Mt. Gox

  

It’s like the plot of an elaborate heist movie. Ocean's Eleven or Heat...except that this time, crooks didn't rip off a casino or a heavily fortified bank. Instead, they broke into a Bitcoin exchange. No elaborate cons or disguises, no battle with assault rifles on the streets of L.A. These thieves may not have gotten out of their jammies. (People still don't know all the details of what happened.)

Mt. Gox was the central Bitcoin exchange in the early 2010s. Based in Japan, more than 70% of Bitcoin trading took place on the exchange by 2014. However, that February, the company announced it was suspending trading after mounting customer complaints about slow withdrawals.
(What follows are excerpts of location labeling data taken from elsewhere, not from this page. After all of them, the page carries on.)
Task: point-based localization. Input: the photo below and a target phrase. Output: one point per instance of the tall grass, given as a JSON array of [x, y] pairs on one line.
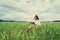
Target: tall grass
[[18, 31]]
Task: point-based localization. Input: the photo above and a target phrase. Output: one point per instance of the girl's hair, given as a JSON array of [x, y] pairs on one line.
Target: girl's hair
[[36, 17]]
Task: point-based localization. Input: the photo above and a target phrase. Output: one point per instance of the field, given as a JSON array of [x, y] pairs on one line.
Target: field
[[18, 31]]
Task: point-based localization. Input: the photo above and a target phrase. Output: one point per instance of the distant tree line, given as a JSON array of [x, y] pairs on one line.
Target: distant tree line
[[56, 21]]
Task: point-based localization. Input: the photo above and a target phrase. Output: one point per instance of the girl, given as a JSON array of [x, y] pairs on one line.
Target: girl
[[35, 23]]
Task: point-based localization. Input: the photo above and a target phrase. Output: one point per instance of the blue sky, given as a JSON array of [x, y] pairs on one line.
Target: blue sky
[[24, 10]]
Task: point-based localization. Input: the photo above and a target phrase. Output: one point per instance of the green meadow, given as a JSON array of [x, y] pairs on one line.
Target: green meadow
[[19, 31]]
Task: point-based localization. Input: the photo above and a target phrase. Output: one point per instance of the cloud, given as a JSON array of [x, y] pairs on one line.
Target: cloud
[[26, 9]]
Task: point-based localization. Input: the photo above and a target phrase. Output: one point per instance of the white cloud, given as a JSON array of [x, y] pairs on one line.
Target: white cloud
[[45, 9]]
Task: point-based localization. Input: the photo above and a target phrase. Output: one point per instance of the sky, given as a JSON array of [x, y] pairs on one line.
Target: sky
[[25, 10]]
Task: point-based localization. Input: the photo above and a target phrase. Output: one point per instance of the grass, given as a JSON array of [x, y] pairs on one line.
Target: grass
[[18, 31]]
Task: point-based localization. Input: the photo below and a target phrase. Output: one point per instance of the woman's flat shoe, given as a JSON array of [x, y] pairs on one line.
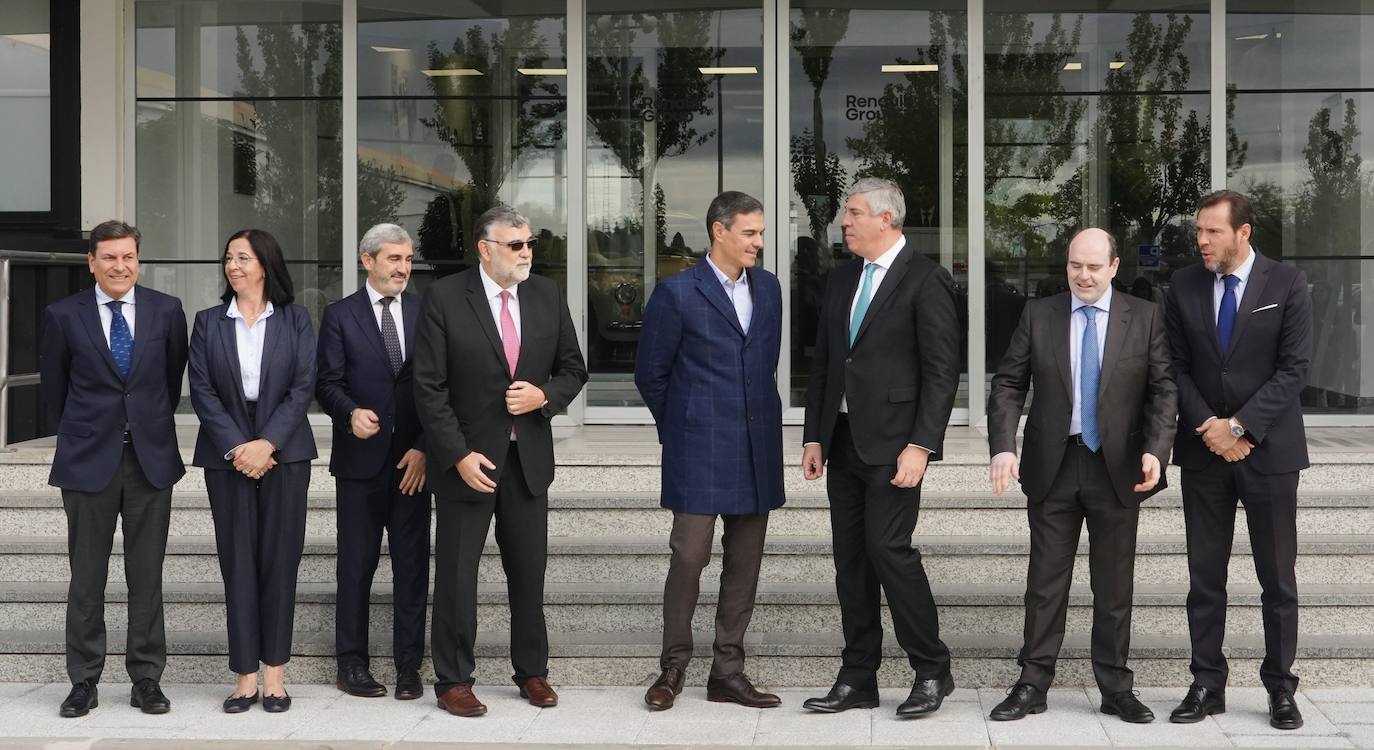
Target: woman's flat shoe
[[239, 703]]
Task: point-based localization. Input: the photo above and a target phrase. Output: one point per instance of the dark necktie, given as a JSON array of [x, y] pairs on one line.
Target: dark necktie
[[389, 337], [121, 339], [1226, 315], [1090, 375]]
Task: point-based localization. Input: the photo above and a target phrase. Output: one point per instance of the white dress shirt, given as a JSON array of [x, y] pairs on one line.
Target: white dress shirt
[[884, 263], [103, 300], [493, 298], [396, 313], [250, 346], [1077, 323], [738, 294], [1219, 286]]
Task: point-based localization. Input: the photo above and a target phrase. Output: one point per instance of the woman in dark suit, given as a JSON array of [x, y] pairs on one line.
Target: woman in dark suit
[[252, 378]]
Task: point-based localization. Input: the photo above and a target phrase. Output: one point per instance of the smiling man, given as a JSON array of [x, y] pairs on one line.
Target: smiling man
[[1095, 444], [363, 382], [705, 368], [111, 363]]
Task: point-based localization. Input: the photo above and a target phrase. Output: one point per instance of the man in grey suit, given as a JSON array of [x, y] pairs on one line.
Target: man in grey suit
[[1095, 444]]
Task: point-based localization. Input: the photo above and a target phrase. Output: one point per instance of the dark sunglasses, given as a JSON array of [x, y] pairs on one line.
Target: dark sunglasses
[[515, 245]]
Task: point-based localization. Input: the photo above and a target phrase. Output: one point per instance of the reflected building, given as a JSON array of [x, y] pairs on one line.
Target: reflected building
[[612, 125]]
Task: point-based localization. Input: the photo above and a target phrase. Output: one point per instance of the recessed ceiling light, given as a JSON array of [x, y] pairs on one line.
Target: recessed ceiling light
[[451, 72]]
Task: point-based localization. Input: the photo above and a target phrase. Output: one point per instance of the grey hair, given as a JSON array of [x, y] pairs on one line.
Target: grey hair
[[726, 206], [504, 216], [379, 235], [881, 195]]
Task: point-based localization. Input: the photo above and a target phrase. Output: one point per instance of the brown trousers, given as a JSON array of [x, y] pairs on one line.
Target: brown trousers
[[744, 554]]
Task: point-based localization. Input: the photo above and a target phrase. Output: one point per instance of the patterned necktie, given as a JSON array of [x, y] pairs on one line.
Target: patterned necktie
[[121, 339], [1226, 313], [862, 307], [510, 337], [389, 338], [1090, 374]]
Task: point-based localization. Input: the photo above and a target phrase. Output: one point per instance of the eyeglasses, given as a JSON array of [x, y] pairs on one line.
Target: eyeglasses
[[515, 245]]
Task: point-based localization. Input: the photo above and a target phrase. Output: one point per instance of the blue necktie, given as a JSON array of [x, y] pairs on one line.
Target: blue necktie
[[1226, 315], [121, 341], [862, 307], [1090, 372]]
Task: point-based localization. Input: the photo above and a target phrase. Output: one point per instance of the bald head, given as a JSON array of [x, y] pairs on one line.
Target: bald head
[[1093, 264]]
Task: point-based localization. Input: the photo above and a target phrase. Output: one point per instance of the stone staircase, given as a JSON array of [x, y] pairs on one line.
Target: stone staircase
[[609, 555]]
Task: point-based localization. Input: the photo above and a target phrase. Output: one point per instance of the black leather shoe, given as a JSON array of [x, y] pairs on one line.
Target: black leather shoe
[[80, 701], [841, 698], [149, 698], [239, 703], [276, 703], [408, 686], [1021, 699], [1284, 713], [1127, 706], [926, 697], [1198, 703], [356, 680]]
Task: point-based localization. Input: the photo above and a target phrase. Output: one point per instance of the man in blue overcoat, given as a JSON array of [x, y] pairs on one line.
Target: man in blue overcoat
[[706, 370]]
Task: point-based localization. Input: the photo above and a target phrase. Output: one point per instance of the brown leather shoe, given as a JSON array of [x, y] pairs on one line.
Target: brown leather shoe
[[459, 701], [665, 688], [539, 692], [737, 688]]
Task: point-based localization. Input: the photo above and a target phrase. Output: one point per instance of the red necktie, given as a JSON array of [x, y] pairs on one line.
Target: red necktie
[[510, 337]]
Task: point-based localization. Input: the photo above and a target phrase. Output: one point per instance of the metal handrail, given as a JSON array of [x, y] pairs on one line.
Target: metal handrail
[[7, 258]]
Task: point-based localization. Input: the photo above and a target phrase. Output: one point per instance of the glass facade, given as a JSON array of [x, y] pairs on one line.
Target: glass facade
[[612, 125]]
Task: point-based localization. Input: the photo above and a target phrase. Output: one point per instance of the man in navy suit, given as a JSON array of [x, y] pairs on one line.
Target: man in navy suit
[[111, 363], [706, 367], [363, 382], [1241, 331]]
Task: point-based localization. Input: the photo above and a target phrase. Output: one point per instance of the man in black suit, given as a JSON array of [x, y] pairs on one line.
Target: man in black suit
[[111, 364], [1098, 434], [363, 382], [882, 386], [1241, 331], [495, 359]]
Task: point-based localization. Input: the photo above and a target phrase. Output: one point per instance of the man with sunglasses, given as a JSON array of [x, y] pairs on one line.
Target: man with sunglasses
[[495, 359]]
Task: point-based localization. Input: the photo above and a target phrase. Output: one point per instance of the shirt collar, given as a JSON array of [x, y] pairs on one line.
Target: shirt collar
[[493, 289], [1244, 271], [891, 256], [102, 298], [727, 280], [234, 309], [1102, 304]]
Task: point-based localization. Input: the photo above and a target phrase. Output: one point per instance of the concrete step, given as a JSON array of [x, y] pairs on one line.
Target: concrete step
[[1334, 473], [950, 561], [774, 660], [779, 609], [805, 514]]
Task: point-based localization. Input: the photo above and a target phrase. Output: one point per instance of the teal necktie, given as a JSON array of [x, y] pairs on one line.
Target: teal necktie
[[862, 307]]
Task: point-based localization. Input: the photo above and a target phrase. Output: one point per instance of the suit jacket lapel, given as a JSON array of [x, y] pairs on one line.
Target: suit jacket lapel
[[1253, 287], [362, 309], [482, 311], [886, 289], [1061, 323], [91, 317], [709, 286], [1119, 322]]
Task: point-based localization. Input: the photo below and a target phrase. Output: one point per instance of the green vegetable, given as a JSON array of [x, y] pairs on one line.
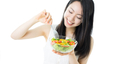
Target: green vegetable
[[52, 39]]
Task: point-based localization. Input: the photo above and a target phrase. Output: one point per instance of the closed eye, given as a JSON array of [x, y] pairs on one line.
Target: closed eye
[[70, 12]]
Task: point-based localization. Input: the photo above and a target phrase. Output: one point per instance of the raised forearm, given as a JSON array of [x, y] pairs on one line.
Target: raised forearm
[[73, 59]]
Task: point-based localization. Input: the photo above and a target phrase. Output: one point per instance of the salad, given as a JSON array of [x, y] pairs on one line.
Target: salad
[[63, 45]]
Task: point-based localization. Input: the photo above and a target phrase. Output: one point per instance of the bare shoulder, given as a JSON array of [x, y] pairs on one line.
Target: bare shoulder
[[92, 42], [46, 30]]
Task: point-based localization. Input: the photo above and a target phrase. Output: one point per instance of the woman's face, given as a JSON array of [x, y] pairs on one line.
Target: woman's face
[[73, 15]]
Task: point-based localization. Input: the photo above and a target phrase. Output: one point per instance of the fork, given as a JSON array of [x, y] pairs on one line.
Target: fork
[[55, 32]]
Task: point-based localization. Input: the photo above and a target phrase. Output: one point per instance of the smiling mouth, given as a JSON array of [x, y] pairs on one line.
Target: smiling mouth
[[68, 22]]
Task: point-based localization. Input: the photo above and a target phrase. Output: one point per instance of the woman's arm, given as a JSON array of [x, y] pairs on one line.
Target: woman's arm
[[23, 32], [73, 59]]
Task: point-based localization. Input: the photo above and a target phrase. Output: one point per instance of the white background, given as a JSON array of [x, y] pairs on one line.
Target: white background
[[13, 13]]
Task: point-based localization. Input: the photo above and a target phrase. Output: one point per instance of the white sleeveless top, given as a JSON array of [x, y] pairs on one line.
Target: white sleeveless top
[[52, 58]]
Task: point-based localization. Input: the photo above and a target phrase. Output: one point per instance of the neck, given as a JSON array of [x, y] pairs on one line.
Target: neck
[[70, 32]]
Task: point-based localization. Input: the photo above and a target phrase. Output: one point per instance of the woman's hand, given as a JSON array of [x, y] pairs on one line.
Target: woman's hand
[[43, 17], [72, 52]]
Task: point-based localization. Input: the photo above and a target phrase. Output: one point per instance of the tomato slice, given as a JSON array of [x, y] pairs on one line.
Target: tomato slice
[[64, 46]]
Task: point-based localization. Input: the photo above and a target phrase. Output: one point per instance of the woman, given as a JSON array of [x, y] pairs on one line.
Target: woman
[[77, 22]]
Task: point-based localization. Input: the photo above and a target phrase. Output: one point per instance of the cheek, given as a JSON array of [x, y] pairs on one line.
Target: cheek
[[66, 14], [77, 22]]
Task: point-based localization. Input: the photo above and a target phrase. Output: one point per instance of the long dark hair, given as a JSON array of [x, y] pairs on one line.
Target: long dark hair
[[84, 30]]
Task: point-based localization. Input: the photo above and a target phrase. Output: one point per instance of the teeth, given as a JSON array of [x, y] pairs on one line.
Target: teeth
[[69, 22]]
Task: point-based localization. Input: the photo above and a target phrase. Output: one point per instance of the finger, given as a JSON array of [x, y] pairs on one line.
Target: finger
[[44, 12], [47, 15], [49, 19]]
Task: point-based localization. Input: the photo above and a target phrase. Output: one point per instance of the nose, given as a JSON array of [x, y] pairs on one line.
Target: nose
[[72, 18]]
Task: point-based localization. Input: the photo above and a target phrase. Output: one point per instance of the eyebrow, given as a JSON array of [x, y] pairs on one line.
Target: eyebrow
[[77, 14]]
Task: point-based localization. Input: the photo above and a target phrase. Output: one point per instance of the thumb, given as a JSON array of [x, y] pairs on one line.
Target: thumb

Bitcoins had been disappearing from Mt. Gox for years. By the time the scandal came to light, around 850,000 Bitcoins were missing...about 740,000 from customers and approximately 100,000 from the company's own collection.

The lost cryptocurrency was worth hundreds of millions of dollars at the time, and by late 2017 (after the Bitcoin market really picked up), the stolen Bitcoins would be valued at around $3 billion.

Around 200,000 of the bitcoins were eventually recovered, but the vast majority remained lost. Mt. Gox went bankrupt, with creditors claiming $2.4 trillion in lost assets. (That's right, trillion with a "t"...like you were talking about the U.S. federal budget, or the number of calories in an entire Cheesecake Factory cheesecake.) Unfortunately, the company only had about $91 million in assets to distribute.